Un atelier de jeu destiné aux femmes libanaises
Un naturel décontracté, simple, chaleureux et une positivité qu’il communique aussi bien à ses partenaires sur scène qu’aux personnes qu’il rencontre. Ce qui a amené la dynamique directrice du théâtre Monnot, Josyane Boulos, a le solliciter pour animer durant son séjour à Beyrouth (ce jeudi 18 septembre de 11h à 14h) un atelier de jeu, intitulé « Théâtre et (de la) résilience », adressé uniquement (et gracieusement) aux femmes. Pourquoi seulement les femmes y ont-elles droit ? « Il faut le demander à Josyane. Mais, étant un féministe convaincu, ça me va bien. D’autant que je pense qu’il y a quelque chose à creuser sur le rôle de la femme en Orient et la difficulté qu’elle a parfois à s’exprimer. C’est donc là que je vais intervenir pour aider les participantes à surmonter leurs doutes et à prendre la parole en public », explique cet artiste qui professe le « théâtre-thérapie ».

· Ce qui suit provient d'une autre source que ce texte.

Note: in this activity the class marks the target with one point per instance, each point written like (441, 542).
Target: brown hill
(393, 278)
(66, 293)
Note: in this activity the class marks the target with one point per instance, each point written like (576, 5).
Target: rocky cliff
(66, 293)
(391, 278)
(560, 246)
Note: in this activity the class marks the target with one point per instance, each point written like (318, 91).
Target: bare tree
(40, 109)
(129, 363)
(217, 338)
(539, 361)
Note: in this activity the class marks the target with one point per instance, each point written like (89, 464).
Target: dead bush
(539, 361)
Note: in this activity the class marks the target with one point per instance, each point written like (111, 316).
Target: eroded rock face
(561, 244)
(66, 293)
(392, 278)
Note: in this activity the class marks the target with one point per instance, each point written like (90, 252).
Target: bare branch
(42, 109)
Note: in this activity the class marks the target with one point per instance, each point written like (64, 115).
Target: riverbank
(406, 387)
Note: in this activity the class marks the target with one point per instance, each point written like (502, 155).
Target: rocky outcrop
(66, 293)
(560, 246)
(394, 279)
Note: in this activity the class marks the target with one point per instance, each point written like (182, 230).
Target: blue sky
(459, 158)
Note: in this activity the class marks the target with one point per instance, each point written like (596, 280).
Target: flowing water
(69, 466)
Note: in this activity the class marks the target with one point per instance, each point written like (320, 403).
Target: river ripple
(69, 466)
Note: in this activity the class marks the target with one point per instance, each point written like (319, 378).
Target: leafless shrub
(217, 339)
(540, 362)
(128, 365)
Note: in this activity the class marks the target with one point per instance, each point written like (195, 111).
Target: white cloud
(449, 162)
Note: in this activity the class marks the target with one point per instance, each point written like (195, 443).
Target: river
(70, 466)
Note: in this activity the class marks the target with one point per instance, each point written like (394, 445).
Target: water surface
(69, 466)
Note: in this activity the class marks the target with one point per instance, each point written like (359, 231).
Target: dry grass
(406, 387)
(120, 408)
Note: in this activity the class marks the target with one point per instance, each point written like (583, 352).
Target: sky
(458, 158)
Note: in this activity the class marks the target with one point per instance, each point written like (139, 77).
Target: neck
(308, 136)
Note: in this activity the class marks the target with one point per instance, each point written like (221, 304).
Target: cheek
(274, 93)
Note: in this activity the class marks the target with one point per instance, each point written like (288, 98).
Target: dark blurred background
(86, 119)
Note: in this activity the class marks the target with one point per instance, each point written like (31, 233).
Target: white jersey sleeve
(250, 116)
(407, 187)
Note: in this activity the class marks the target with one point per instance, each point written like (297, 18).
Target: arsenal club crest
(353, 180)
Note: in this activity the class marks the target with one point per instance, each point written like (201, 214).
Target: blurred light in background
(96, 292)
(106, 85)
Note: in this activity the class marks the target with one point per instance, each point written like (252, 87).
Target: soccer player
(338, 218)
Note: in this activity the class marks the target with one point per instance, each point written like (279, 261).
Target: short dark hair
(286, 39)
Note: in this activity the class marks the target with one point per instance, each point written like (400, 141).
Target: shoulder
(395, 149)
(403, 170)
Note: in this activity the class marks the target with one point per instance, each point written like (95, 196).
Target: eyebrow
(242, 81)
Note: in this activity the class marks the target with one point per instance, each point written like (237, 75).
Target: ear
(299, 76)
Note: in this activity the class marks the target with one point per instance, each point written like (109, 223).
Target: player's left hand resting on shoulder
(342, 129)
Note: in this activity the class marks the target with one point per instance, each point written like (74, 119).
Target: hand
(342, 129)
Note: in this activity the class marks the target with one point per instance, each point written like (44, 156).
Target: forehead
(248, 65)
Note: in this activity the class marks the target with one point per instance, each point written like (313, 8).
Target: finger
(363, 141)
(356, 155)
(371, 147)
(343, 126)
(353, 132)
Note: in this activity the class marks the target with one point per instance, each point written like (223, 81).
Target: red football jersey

Dix ans après ses premiers pas de comédien, Polo Anid a aujourd’hui à son actif plusieurs pièces de théâtre, dont Jason et Médée (2016), Jamais le 2e soir (en 2017, une pièce qu’il a interprétée plus de 1 500 fois sur les planches parisiennes et en tournées) ou encore Nobody is perfect (2019), ainsi que des apparitions sur le petit écran français dans des séries à succès (Scènes de ménage, Petits secrets en famille ou encore Un si grand soleil) et quelques rôles au cinéma, notamment dans le film Iris de Jalil Lespert (en 2016) ou encore Boîte noire (en 2019) auprès de Pierre Niney.

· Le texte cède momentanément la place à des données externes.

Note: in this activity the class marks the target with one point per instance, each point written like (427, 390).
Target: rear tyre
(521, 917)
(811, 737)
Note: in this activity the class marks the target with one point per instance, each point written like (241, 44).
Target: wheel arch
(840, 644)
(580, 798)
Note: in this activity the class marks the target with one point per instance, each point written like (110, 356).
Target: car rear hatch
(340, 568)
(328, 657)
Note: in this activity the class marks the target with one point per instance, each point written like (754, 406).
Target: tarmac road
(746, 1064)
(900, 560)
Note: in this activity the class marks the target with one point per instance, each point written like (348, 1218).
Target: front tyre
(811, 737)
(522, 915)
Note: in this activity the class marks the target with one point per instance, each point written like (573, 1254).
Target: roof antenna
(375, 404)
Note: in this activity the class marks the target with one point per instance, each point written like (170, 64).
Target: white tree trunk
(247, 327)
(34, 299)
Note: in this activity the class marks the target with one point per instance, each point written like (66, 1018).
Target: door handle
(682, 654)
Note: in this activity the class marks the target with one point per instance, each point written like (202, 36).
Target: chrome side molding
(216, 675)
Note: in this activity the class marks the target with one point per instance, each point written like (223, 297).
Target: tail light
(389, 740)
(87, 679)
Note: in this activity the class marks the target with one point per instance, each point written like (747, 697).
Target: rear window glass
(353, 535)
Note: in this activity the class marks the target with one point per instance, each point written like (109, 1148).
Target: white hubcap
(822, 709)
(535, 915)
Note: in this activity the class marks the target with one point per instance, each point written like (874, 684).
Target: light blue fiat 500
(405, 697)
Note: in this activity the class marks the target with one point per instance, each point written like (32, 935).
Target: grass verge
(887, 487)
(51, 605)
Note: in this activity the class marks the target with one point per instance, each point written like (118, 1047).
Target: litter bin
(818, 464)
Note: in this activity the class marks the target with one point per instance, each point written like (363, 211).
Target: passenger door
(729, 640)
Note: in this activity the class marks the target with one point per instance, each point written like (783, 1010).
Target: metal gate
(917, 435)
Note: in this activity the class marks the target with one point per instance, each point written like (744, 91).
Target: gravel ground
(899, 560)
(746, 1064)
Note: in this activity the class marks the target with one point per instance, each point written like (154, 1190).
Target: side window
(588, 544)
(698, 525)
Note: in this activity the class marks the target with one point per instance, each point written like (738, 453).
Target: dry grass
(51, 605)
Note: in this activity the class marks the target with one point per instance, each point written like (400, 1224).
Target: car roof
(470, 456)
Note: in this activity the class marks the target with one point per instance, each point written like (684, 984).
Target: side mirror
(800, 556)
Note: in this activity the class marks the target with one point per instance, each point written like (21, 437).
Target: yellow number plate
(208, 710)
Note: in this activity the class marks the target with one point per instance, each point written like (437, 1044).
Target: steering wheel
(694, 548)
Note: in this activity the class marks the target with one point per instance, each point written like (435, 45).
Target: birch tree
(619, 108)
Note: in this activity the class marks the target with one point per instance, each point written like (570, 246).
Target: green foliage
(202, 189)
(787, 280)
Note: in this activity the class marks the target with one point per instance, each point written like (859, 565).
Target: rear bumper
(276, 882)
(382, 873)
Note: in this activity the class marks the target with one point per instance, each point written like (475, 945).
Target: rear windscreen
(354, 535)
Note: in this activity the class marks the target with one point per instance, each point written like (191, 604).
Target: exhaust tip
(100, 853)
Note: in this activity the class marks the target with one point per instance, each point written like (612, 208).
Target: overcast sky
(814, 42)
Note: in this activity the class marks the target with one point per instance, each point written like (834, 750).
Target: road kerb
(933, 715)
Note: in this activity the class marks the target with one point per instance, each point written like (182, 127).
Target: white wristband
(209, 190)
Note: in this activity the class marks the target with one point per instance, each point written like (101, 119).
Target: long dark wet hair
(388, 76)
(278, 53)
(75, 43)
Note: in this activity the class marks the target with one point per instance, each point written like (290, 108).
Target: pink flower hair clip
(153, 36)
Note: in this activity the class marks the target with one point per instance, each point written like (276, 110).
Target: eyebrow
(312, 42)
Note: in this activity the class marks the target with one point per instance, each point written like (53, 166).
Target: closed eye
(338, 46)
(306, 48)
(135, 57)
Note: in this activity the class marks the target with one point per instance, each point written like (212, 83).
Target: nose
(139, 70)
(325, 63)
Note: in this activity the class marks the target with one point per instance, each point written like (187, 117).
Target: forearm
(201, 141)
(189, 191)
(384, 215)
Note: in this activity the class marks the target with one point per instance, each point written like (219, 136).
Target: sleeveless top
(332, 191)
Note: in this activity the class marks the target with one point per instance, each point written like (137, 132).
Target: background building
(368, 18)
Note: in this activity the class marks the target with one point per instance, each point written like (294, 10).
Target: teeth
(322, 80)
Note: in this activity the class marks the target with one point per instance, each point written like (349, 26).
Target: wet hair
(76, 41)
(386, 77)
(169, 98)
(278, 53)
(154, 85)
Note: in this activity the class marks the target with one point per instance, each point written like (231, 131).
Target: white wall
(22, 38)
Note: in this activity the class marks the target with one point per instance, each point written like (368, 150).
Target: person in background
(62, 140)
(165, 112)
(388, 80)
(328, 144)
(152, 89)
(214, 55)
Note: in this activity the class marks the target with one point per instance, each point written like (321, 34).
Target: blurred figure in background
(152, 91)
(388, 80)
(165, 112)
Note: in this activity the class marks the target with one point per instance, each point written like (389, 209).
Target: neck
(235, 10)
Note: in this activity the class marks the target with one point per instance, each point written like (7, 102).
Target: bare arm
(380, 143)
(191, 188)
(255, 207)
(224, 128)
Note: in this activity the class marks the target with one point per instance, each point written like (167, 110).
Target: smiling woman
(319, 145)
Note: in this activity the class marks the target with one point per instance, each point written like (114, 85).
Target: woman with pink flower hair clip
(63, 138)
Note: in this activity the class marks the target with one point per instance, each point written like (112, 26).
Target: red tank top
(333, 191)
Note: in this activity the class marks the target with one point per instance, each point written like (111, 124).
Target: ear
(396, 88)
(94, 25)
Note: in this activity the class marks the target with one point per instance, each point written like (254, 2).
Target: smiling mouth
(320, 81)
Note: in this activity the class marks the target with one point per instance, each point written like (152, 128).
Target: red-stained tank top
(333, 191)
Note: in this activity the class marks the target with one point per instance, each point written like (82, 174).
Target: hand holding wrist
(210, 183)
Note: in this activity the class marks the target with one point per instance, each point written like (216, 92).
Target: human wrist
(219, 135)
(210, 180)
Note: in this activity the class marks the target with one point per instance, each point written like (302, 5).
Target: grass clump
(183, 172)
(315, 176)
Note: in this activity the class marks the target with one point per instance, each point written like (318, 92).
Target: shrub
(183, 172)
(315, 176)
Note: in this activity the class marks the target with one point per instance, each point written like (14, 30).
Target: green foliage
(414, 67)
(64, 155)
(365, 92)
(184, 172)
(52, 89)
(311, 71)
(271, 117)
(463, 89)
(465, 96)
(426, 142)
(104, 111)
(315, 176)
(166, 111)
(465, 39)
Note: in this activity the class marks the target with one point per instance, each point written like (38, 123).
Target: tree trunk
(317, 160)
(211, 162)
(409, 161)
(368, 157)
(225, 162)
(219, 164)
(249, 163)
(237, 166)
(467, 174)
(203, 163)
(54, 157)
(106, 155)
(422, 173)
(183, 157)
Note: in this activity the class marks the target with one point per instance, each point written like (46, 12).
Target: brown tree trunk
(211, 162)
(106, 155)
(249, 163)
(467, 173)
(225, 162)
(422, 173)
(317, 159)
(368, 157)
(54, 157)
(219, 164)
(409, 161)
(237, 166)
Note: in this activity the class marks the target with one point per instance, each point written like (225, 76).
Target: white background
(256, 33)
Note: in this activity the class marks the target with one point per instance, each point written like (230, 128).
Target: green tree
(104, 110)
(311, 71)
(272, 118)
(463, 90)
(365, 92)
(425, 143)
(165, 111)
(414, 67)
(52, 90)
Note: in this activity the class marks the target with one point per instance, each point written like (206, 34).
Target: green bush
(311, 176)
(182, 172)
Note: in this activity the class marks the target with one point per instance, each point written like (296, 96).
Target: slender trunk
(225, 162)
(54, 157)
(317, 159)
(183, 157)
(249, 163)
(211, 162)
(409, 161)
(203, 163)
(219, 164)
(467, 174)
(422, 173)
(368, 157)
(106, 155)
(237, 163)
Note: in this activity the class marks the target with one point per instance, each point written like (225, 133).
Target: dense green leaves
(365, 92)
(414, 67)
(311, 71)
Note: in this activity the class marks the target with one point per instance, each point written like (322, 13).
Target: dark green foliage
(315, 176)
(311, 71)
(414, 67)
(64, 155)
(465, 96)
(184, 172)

Bien qu’ayant décroché en 2018, le prix du meilleur comédien au Festival Les Clayes du cinéma**, et rêvant de travailler un jour sous la direction de Tim Burton ou encore de Wes Anderson, dont il « aime particulièrement les univers esthétiques », Polo Anid reste un comédien de théâtre dans l’âme.
« Le théâtre est là où je prends le plus de plaisir immédiat. J’aime sentir le public, l’entendre rire, ressentir le pouls de la salle au fur et à mesure que les spectateurs entrent dans l’intrigue, dans notre univers au point d'en oublier tout le reste… J’aime cet échange que je n’ai pas sur un plateau de cinéma. Je vis vraiment ma passion », conclut cet homme visiblement heureux sur scène... Comme dans la vie, auprès de sa femme, la chroniqueuse et animatrice de télévision française Caroline Ithurbide. Une dernière info qui risque de bouleverser ses nombreux admirateurs et admiratrices !
*« Les femmes pardonnent mais n’oublient jamais », de Pierre Léandri, Frank Duarte et Enver Recepovic, du 18 au 22 septembre au théâtre Monnot, à 20h30. Billets en vente chez Antoine Ticketing.
**Un prix qu’il a décroché pour son rôle dans le film « Expérience », réalisé par Kevin Bodin.